E.F. appealed, arguing that the trial court erred in finding her gravely disabled and ordering her temporary commitment. Although she has already been released, E.F. argued her appeal raised “questions of great public interest that are likely to recur.”
“But, in her brief, E.F. does not identify any questions of great public interest likely to recur,” COA Judge Edward Najam wrote for the majority in In the Matter of the Civil Commitment of E.F. v. St. Vincent Hospital and Health Care Center, Inc. d/b/a St. Vincent Stress Center, 21A-MH-1332.

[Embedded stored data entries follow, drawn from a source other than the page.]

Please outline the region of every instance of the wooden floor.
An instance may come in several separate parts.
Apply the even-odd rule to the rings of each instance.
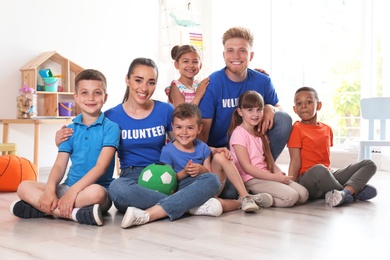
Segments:
[[[370,202],[332,208],[318,200],[129,229],[114,207],[102,227],[19,219],[9,213],[16,193],[0,193],[0,259],[390,259],[390,172],[370,183],[379,191]]]

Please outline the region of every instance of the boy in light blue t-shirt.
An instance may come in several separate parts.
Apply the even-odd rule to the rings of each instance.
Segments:
[[[104,116],[107,100],[105,76],[97,70],[84,70],[75,79],[74,99],[81,114],[67,126],[73,135],[62,142],[46,184],[22,182],[20,200],[11,204],[11,214],[20,218],[55,216],[80,224],[102,225],[102,212],[111,207],[107,188],[113,180],[114,154],[120,130]],[[72,161],[65,181],[68,161]]]

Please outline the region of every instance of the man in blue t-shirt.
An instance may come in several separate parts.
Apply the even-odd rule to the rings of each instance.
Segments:
[[[199,104],[203,124],[199,139],[211,147],[227,147],[227,131],[238,98],[247,90],[255,90],[264,98],[261,131],[267,133],[276,160],[290,136],[292,119],[282,111],[271,79],[248,68],[254,56],[252,33],[246,28],[233,27],[224,33],[222,43],[226,67],[209,77],[209,85]]]
[[[282,111],[270,77],[248,68],[253,58],[253,35],[242,27],[233,27],[223,35],[226,67],[212,73],[199,108],[203,130],[199,136],[212,147],[227,147],[227,131],[238,98],[247,90],[256,90],[263,98],[264,118],[261,131],[268,134],[274,159],[288,141],[292,120]]]

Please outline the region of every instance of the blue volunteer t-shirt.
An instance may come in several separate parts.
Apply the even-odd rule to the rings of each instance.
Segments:
[[[247,90],[255,90],[263,96],[265,104],[276,105],[278,95],[270,77],[247,69],[247,77],[242,82],[231,81],[223,68],[210,75],[210,83],[206,89],[199,108],[202,118],[212,118],[207,144],[212,147],[227,147],[227,131],[238,98]]]
[[[122,104],[105,112],[120,128],[118,157],[121,169],[146,167],[159,161],[166,134],[172,131],[172,114],[172,105],[157,100],[154,100],[152,112],[143,119],[127,115]]]
[[[64,183],[72,186],[96,165],[103,147],[118,148],[119,127],[116,123],[106,118],[103,113],[90,126],[82,123],[82,115],[80,114],[67,127],[73,129],[73,134],[67,141],[60,144],[58,151],[70,154],[72,165]],[[114,162],[113,158],[104,175],[96,182],[106,189],[114,179],[112,176]]]

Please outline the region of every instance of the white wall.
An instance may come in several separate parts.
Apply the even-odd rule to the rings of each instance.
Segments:
[[[253,67],[270,72],[269,0],[0,0],[0,118],[16,118],[16,96],[21,87],[19,69],[42,52],[57,51],[84,68],[102,71],[108,80],[108,101],[103,110],[120,103],[130,62],[140,56],[159,66],[155,99],[166,100],[164,88],[176,77],[171,62],[161,60],[160,4],[201,14],[204,66],[199,77],[224,66],[223,32],[231,26],[249,27],[255,34]],[[223,7],[221,9],[221,7]],[[224,19],[212,13],[226,14]],[[257,24],[242,23],[241,15],[260,17]],[[211,43],[215,42],[214,45]],[[173,43],[175,44],[175,43]],[[178,44],[178,43],[176,43]],[[50,167],[56,157],[54,134],[60,125],[43,125],[39,166]],[[33,159],[32,125],[11,125],[9,142],[18,154]],[[0,127],[2,136],[2,127]]]
[[[172,62],[161,59],[161,3],[179,10],[191,3],[191,9],[201,14],[204,66],[200,77],[224,66],[221,38],[232,26],[251,29],[255,56],[250,67],[273,75],[271,0],[0,0],[0,119],[16,118],[16,96],[22,84],[19,69],[52,50],[106,75],[109,98],[104,110],[121,102],[128,66],[140,56],[158,64],[154,98],[166,100],[164,88],[177,75]],[[42,127],[40,167],[50,167],[55,160],[54,134],[59,127]],[[18,154],[31,160],[32,131],[31,125],[12,125],[9,136],[10,142],[18,144]]]
[[[130,62],[145,56],[158,63],[158,21],[157,0],[0,0],[0,118],[16,118],[16,96],[22,84],[19,69],[53,50],[105,74],[109,98],[104,110],[120,103]],[[154,98],[165,99],[164,81],[170,77],[160,77]],[[55,160],[54,134],[59,127],[41,129],[40,167]],[[18,144],[18,154],[30,160],[32,131],[31,125],[12,125],[9,136],[10,142]]]

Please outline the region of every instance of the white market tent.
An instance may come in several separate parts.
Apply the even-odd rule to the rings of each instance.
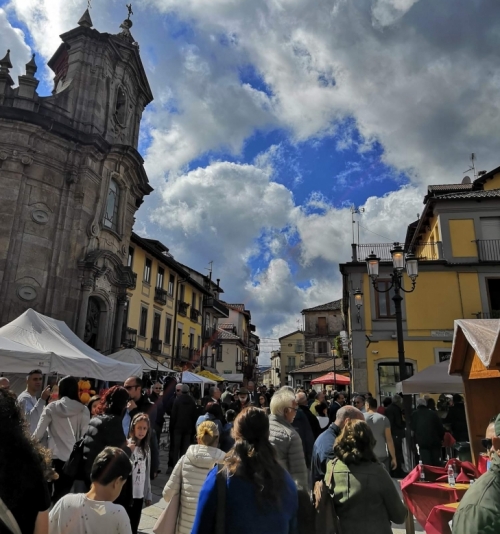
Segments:
[[[0,372],[27,374],[32,369],[50,371],[53,354],[0,337]]]
[[[65,322],[42,315],[31,308],[0,328],[0,338],[2,337],[23,345],[27,351],[51,353],[47,372],[107,382],[123,382],[130,376],[142,376],[141,365],[119,362],[102,355],[84,343]],[[37,367],[39,355],[33,353],[31,369]],[[0,370],[3,370],[1,353]],[[25,368],[11,372],[25,372]]]
[[[398,382],[398,392],[404,394],[417,393],[463,393],[464,384],[460,376],[448,374],[449,361],[426,367],[412,377]]]
[[[134,363],[136,365],[142,365],[142,370],[145,373],[150,373],[151,371],[160,371],[162,373],[175,373],[173,369],[169,369],[166,365],[163,365],[160,362],[157,362],[141,354],[137,349],[123,349],[118,352],[109,355],[113,360],[118,360],[125,363]]]
[[[183,371],[181,382],[183,384],[210,384],[212,386],[217,385],[217,382],[215,382],[214,380],[210,380],[209,378],[205,378],[204,376],[200,376],[195,373],[190,373],[189,371]]]

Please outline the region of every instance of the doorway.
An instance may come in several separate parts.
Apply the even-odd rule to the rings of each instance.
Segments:
[[[382,362],[377,365],[379,400],[394,396],[396,384],[400,382],[399,364],[397,362]],[[413,364],[406,364],[406,376],[413,376]]]
[[[85,335],[83,341],[93,349],[97,348],[99,337],[99,322],[101,320],[101,305],[95,297],[89,297],[87,320],[85,321]]]

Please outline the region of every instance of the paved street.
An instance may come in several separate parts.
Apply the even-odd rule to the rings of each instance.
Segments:
[[[167,483],[170,471],[168,471],[168,451],[160,452],[160,469],[161,474],[152,482],[153,490],[153,505],[144,508],[142,511],[141,523],[139,525],[139,532],[142,534],[153,534],[153,526],[165,508],[165,501],[162,499],[162,491]],[[394,482],[399,490],[399,482]],[[401,492],[400,492],[401,493]],[[406,534],[404,525],[393,525],[392,532],[394,534]],[[415,521],[415,532],[424,532],[424,529]]]

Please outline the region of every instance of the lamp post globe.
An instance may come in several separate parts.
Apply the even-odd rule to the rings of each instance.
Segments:
[[[378,278],[379,266],[380,259],[377,258],[377,255],[372,251],[372,253],[366,258],[366,267],[368,269],[368,274],[373,281]]]
[[[407,254],[406,256],[406,274],[412,282],[414,282],[418,276],[418,260],[412,253]]]
[[[396,271],[401,272],[405,268],[405,251],[399,243],[394,243],[391,250],[392,264]]]

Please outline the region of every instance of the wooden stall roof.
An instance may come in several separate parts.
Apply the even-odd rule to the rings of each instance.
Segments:
[[[471,352],[474,353],[474,359],[480,367],[484,366],[488,370],[498,371],[500,368],[499,333],[500,319],[456,320],[448,373],[467,375],[471,370],[467,355]]]

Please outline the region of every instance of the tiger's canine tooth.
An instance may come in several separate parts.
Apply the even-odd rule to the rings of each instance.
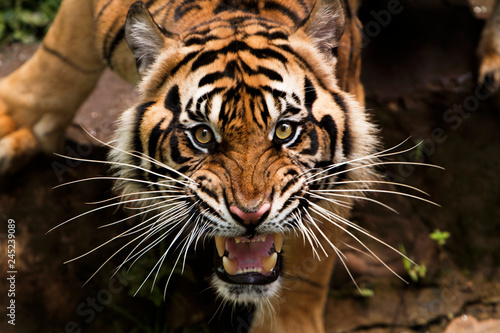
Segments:
[[[222,257],[222,265],[224,270],[229,275],[234,275],[238,271],[238,259],[229,259],[228,257]]]
[[[274,249],[276,252],[281,252],[283,248],[283,234],[274,234]]]
[[[217,253],[219,254],[219,257],[222,257],[224,255],[224,252],[226,251],[226,238],[220,236],[215,236],[214,238]]]
[[[268,257],[262,257],[262,268],[264,269],[264,272],[266,274],[271,273],[273,270],[274,266],[276,266],[276,262],[278,261],[278,253],[274,252]]]

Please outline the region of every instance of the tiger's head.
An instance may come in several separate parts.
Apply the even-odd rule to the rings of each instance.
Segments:
[[[258,303],[286,276],[286,242],[315,245],[322,217],[311,209],[346,216],[352,196],[321,191],[366,185],[375,130],[334,75],[337,1],[200,3],[168,29],[131,7],[141,101],[123,114],[110,161],[120,190],[154,212],[135,227],[145,239],[173,235],[167,252],[213,240],[216,291]]]

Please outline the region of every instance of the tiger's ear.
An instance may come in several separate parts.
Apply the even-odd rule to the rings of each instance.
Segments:
[[[173,37],[173,34],[156,24],[143,2],[138,1],[130,6],[125,21],[125,39],[135,56],[141,77],[168,42],[173,42]]]
[[[344,33],[344,27],[345,15],[340,0],[317,0],[299,30],[304,30],[320,51],[330,58]]]

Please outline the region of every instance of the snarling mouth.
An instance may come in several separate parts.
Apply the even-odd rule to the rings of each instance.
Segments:
[[[281,274],[283,234],[215,237],[215,272],[225,282],[268,284]]]

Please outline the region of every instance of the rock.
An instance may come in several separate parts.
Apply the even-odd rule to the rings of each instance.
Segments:
[[[478,321],[476,318],[463,315],[455,318],[446,327],[444,333],[498,333],[500,332],[500,320],[489,319]]]

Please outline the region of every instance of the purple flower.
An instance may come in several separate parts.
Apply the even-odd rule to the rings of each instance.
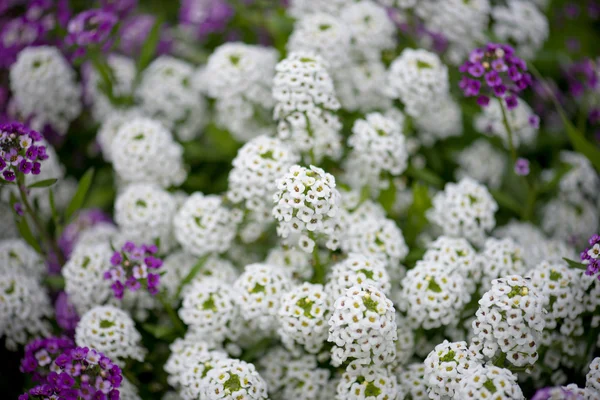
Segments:
[[[519,105],[517,96],[508,96],[504,100],[506,101],[506,108],[509,110],[514,110]]]
[[[585,92],[598,88],[596,63],[588,58],[572,64],[566,75],[569,92],[573,97],[581,97]]]
[[[0,28],[0,67],[8,68],[25,47],[41,44],[45,29],[42,24],[24,17],[2,21]]]
[[[152,295],[158,293],[160,275],[148,273],[148,269],[157,270],[163,265],[154,255],[157,251],[156,245],[136,246],[128,241],[121,251],[112,254],[111,268],[104,272],[104,279],[113,282],[111,288],[116,298],[122,299],[125,290],[135,292],[142,285]]]
[[[54,303],[56,313],[56,323],[67,332],[75,332],[75,327],[79,322],[79,315],[75,306],[69,301],[69,296],[65,292],[60,292]]]
[[[529,125],[532,128],[539,129],[539,127],[540,127],[540,117],[538,117],[535,114],[530,115],[529,116]]]
[[[529,175],[529,160],[525,158],[519,158],[515,162],[515,174],[519,176]]]
[[[100,0],[103,10],[112,12],[123,18],[129,15],[138,4],[138,0]]]
[[[21,205],[21,203],[15,203],[14,208],[15,208],[15,212],[17,213],[17,215],[19,217],[22,217],[23,214],[25,214],[25,211],[23,210],[23,206]]]
[[[156,18],[150,14],[135,15],[127,18],[119,31],[119,50],[125,55],[135,57],[139,55],[143,44],[156,23]],[[161,28],[160,40],[156,52],[158,55],[168,54],[171,51],[173,40],[165,27]]]
[[[558,396],[558,397],[557,397]],[[560,398],[561,400],[582,400],[583,398],[572,391],[562,388],[560,386],[556,387],[546,387],[539,389],[531,400],[551,400]]]
[[[67,45],[81,48],[104,45],[110,38],[119,18],[112,12],[93,9],[77,14],[67,26]]]
[[[92,226],[102,223],[112,225],[111,218],[104,211],[97,208],[79,211],[75,220],[63,229],[58,240],[58,245],[63,254],[69,257],[80,235]]]
[[[125,287],[120,281],[113,282],[110,288],[113,290],[113,293],[117,299],[120,300],[123,298],[123,295],[125,294]]]
[[[122,250],[126,253],[131,253],[135,250],[135,243],[129,241],[125,242],[125,244],[122,247]]]
[[[225,30],[234,10],[225,0],[182,0],[179,9],[181,27],[202,39]]]
[[[20,123],[0,125],[0,170],[7,181],[14,181],[16,174],[39,174],[39,152],[45,156],[45,147],[34,143],[41,139],[41,135]],[[45,157],[47,158],[47,156]]]
[[[581,252],[580,259],[587,266],[586,275],[593,276],[600,272],[600,235],[592,235],[588,244],[589,247]]]

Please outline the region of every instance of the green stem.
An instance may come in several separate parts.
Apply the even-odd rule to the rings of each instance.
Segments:
[[[310,235],[310,238],[315,242],[315,248],[313,249],[313,276],[311,279],[311,283],[325,283],[325,266],[321,264],[321,258],[319,256],[319,246],[317,245],[317,241],[314,239],[313,235]]]
[[[175,327],[175,329],[177,330],[177,332],[179,332],[181,334],[185,334],[185,325],[183,325],[183,322],[181,322],[181,320],[177,316],[177,313],[175,312],[175,310],[171,306],[171,303],[169,303],[169,301],[167,299],[165,299],[165,296],[163,295],[163,292],[159,292],[156,295],[156,297],[158,298],[158,301],[160,301],[160,303],[162,304],[163,308],[165,309],[165,311],[169,315],[169,318],[171,319],[171,323],[173,323],[173,326]]]
[[[506,353],[501,353],[498,358],[494,360],[494,366],[504,368],[504,361],[506,361]]]
[[[517,151],[515,150],[515,145],[513,142],[513,131],[512,131],[512,128],[510,127],[510,124],[508,123],[506,107],[504,106],[502,99],[499,99],[498,103],[500,103],[500,109],[502,110],[502,123],[504,124],[504,129],[506,129],[506,133],[508,135],[508,149],[510,151],[510,156],[512,158],[513,165],[514,165],[517,162]]]
[[[40,237],[42,238],[42,241],[44,242],[44,244],[46,246],[46,253],[48,252],[48,250],[52,250],[52,252],[56,255],[56,259],[57,259],[58,263],[61,266],[64,265],[65,258],[62,254],[62,251],[60,251],[58,245],[56,244],[56,241],[48,235],[48,232],[46,232],[46,229],[44,228],[42,221],[40,221],[37,214],[34,212],[33,207],[31,206],[31,203],[29,203],[29,199],[27,198],[27,192],[25,189],[25,180],[23,179],[23,176],[20,175],[18,172],[15,172],[15,175],[17,175],[17,177],[18,177],[17,178],[17,187],[19,188],[19,197],[21,198],[21,202],[25,206],[25,210],[27,211],[27,214],[29,214],[29,216],[31,217],[31,220],[33,221],[36,229],[38,230]],[[48,254],[46,254],[46,255],[48,255]]]

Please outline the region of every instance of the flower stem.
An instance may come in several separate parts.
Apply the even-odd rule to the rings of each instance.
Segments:
[[[169,301],[167,299],[165,299],[163,292],[158,292],[156,297],[158,298],[158,301],[160,301],[163,308],[169,315],[169,318],[171,319],[171,323],[173,324],[173,326],[175,327],[177,332],[184,334],[185,333],[185,325],[183,325],[183,322],[181,322],[181,320],[177,316],[177,313],[173,309],[173,306],[171,306],[171,303],[169,303]]]
[[[498,103],[500,103],[500,109],[502,110],[502,123],[504,124],[504,129],[506,129],[506,134],[508,135],[508,149],[510,150],[510,156],[514,165],[517,162],[517,151],[515,150],[515,145],[513,142],[513,131],[508,123],[508,117],[506,115],[504,103],[501,99],[498,100]]]
[[[494,366],[504,368],[504,361],[506,361],[506,353],[501,353],[493,362]]]
[[[311,283],[325,283],[325,266],[321,264],[319,256],[319,246],[317,241],[310,235],[310,238],[315,241],[315,248],[313,249],[313,276]]]

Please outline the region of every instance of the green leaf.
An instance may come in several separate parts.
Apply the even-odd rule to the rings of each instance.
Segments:
[[[427,220],[427,210],[432,206],[431,197],[427,185],[419,182],[414,182],[412,185],[413,202],[406,211],[407,222],[405,229],[405,239],[409,247],[414,246],[417,237],[429,224]]]
[[[85,201],[85,197],[87,196],[88,190],[90,189],[93,179],[94,168],[90,168],[81,177],[79,185],[77,186],[77,190],[75,191],[71,202],[67,206],[67,210],[65,211],[65,221],[69,221],[73,214],[75,214],[75,212],[81,208],[83,202]]]
[[[181,295],[181,291],[183,290],[183,288],[189,284],[195,277],[196,275],[198,275],[198,272],[200,272],[200,270],[202,269],[202,267],[204,266],[204,263],[206,263],[206,260],[208,260],[209,255],[205,255],[203,257],[201,257],[196,264],[194,264],[194,266],[192,267],[192,269],[190,270],[189,274],[187,274],[187,276],[185,278],[183,278],[183,280],[181,281],[181,283],[179,284],[179,288],[177,289],[177,294],[176,294],[176,298],[178,299],[179,296]]]
[[[560,181],[562,180],[562,178],[571,170],[573,169],[573,166],[571,164],[567,164],[567,163],[562,163],[560,165],[560,167],[558,167],[556,169],[556,173],[554,174],[554,177],[552,178],[551,181],[546,182],[544,184],[542,184],[539,188],[539,192],[540,193],[548,193],[553,191],[558,184],[560,183]]]
[[[29,189],[33,189],[33,188],[45,188],[45,187],[50,187],[50,186],[54,185],[57,181],[58,181],[58,179],[55,179],[55,178],[44,179],[43,181],[32,183],[31,185],[29,185],[27,187]]]
[[[396,203],[396,185],[394,185],[394,181],[389,180],[388,187],[379,193],[378,200],[384,210],[390,214]]]
[[[144,46],[140,51],[140,56],[137,62],[137,72],[139,74],[146,69],[146,67],[150,64],[152,59],[154,58],[154,53],[156,52],[156,48],[158,47],[158,42],[160,41],[160,30],[162,26],[162,20],[160,18],[156,19],[152,30],[148,34],[146,41],[144,42]]]
[[[46,286],[53,291],[63,290],[65,288],[65,278],[62,275],[48,275],[44,278]]]
[[[413,166],[410,166],[406,170],[406,174],[411,178],[421,180],[437,188],[441,188],[444,186],[444,180],[437,176],[435,172],[430,171],[427,168],[415,168]]]
[[[496,200],[496,202],[500,206],[506,208],[507,210],[514,212],[515,214],[521,215],[522,205],[517,200],[515,200],[513,197],[511,197],[511,196],[507,195],[506,193],[501,192],[499,190],[490,190],[490,193],[491,193],[492,197],[494,197],[494,200]]]
[[[566,263],[569,264],[569,267],[571,267],[571,268],[583,269],[583,270],[587,269],[587,267],[580,262],[569,260],[568,258],[563,258],[563,260],[565,260]]]
[[[569,136],[573,148],[586,156],[594,168],[596,168],[597,171],[600,171],[600,149],[594,143],[587,140],[581,131],[575,128],[575,125],[567,119],[563,110],[559,109],[558,112],[565,125],[567,135]]]
[[[168,325],[142,324],[142,328],[156,339],[166,339],[175,336],[175,331]]]
[[[113,85],[115,82],[114,73],[106,59],[99,54],[93,54],[91,56],[92,65],[94,69],[100,74],[100,90],[108,97],[112,104],[116,104],[115,96],[113,93]]]
[[[40,247],[39,241],[33,236],[31,232],[31,228],[29,228],[29,224],[27,223],[27,218],[21,217],[17,220],[17,228],[19,229],[19,233],[23,240],[27,242],[35,251],[39,254],[42,254],[42,248]]]

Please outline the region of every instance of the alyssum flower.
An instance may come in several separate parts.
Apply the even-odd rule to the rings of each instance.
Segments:
[[[46,147],[35,142],[42,135],[20,123],[0,125],[0,171],[4,180],[13,182],[18,173],[40,173],[41,161],[48,158]]]

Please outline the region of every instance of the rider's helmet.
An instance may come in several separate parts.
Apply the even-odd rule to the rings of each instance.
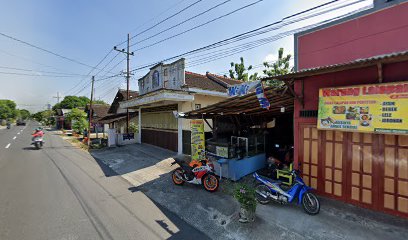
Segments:
[[[42,127],[38,127],[35,129],[36,132],[42,131]]]

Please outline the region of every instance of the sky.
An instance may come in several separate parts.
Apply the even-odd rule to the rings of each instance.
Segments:
[[[119,75],[126,70],[126,56],[112,49],[114,46],[125,48],[126,44],[120,43],[126,41],[128,33],[132,37],[130,44],[134,45],[131,47],[134,56],[130,57],[130,69],[136,69],[327,2],[330,1],[5,1],[0,9],[0,99],[14,100],[19,108],[31,112],[44,110],[47,104],[57,103],[57,92],[60,96],[89,97],[91,76],[95,75],[95,98],[111,103],[117,89],[126,88],[125,77]],[[293,34],[290,34],[293,31],[371,4],[371,0],[337,1],[309,15],[293,18],[294,23],[274,31],[186,56],[186,70],[222,75],[229,70],[230,62],[238,62],[241,56],[246,65],[260,66],[264,61],[274,61],[280,47],[293,55]],[[216,20],[204,24],[213,19]],[[180,24],[183,21],[186,22]],[[181,34],[189,29],[192,30]],[[282,34],[288,36],[282,37]],[[256,48],[240,48],[245,50],[240,52],[233,49],[228,54],[216,52],[274,36],[280,38]],[[262,70],[257,67],[252,72]],[[130,84],[132,90],[137,90],[137,79],[147,72],[148,68],[134,72]],[[115,75],[118,76],[111,77]]]

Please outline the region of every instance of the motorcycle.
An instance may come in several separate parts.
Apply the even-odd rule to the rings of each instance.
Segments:
[[[214,174],[214,165],[208,160],[200,161],[200,164],[188,165],[185,161],[175,159],[171,165],[178,164],[172,173],[173,183],[183,185],[185,182],[191,184],[202,184],[208,192],[215,192],[219,187],[219,180]]]
[[[36,149],[40,149],[44,145],[44,141],[42,137],[35,137],[31,145],[34,145]]]
[[[307,214],[318,214],[320,211],[320,202],[316,195],[310,192],[313,188],[303,182],[303,179],[299,176],[299,171],[293,170],[291,174],[295,178],[294,184],[285,191],[280,187],[280,181],[269,180],[259,176],[255,172],[253,177],[256,181],[260,182],[255,190],[257,201],[261,204],[268,204],[270,201],[287,204],[292,203],[294,199],[297,198],[297,204],[302,204]]]
[[[7,123],[7,129],[10,129],[10,128],[11,128],[11,124]]]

The majority, which also included Judge Leanna Weissmann, concluded E.F.’s appeal was moot and declined to reach the merits. The majority judges pointed to T.W. v. State, 121 N.E.3d 1039 (Ind. 2019), which held that “temporary commitment appeals should be, as a rule, dismissed as moot, though in rare circumstances a question of great public important may justify not dismissing the otherwise moot appeal.”
“E.F.’s appeal does not present such a rare circumstance,” Najam wrote.
“Indeed, E.F. ignores T.W. altogether and only mentions the mootness doctrine in a footnote,” the majority held. “… A brief should not only present the issues to be decided on appeal, but it should be of material assistance to the court in deciding those issues. Because E.F. does not argue that this appeal should be decided under any exception to the mootness doctrine, we cannot consider whether any such exception might apply here.”
But in a dissent, Judge Nancy Vaidik wrote that T.W. did not alter the “well-established doctrine” of reviewing temporary involuntary commitments “notwithstanding their mootness under the public-interest exception.”
Specifically, Vaidik pointed to In re Commitment of J.B., 766 N.E.2d 795 (Ind. Ct. App. 2002), which held that “[t]he question of how persons subject to involuntary commitment are treated by our trial courts is one of great importance to society.”
“The majority acknowledges our prior application of the public-interest exception to these cases but states that our Supreme Court in T.W. altered this standard to require that the challenging party explicitly show their specific case involves a great public interest,” Vaidik wrote. “But our case law makes clear such argument is not required, and at no point in T.W. does the Court purport to overrule this prior precedent or to establish a new analysis regarding what constitutes a great public interest.
“… Instead, the Court in T.W. addresses a completely different issue: whether a commissioner (as opposed to a judge) lacks the authority to enter a commitment order,” she continued. “T.W. involved a more specific issue of great public interest, and the Court addressed only that issue. That does not mean that J.B. and its progeny have been overruled.”
The majority addressed Vaidik’s dissent, countering that “while these appeals are undoubtedly important to each appellant, to paint the ‘great public importance’ exception with this broad of a brush would eviscerate the exception and require us to address every one of these cases on their merits although they are moot.”
“That approach is contrary to the Court’s holding in T.W. that appeals of temporary commitments are moot unless they involve an issue of great public importance,” Najam wrote for the majority. “And the Court in T.W. addressed only the one issue of great public importance presented in those consolidated appeals and did not address the other issues raised by the appellants, namely, the sufficiency of the evidence to support their commitments.”
Vaidik closed her dissent with a call for the Supreme Court to once again weigh in, saying a split had emerged on the COA as to how to apply T.W.
“This has led to some parties having their claims heard on the merits and others being dismissed without review, dependent entirely on which panel they are assigned,” she wrote. “Clarification from the Supreme Court as to the correct standard for these cases would alleviate these inequitable results.”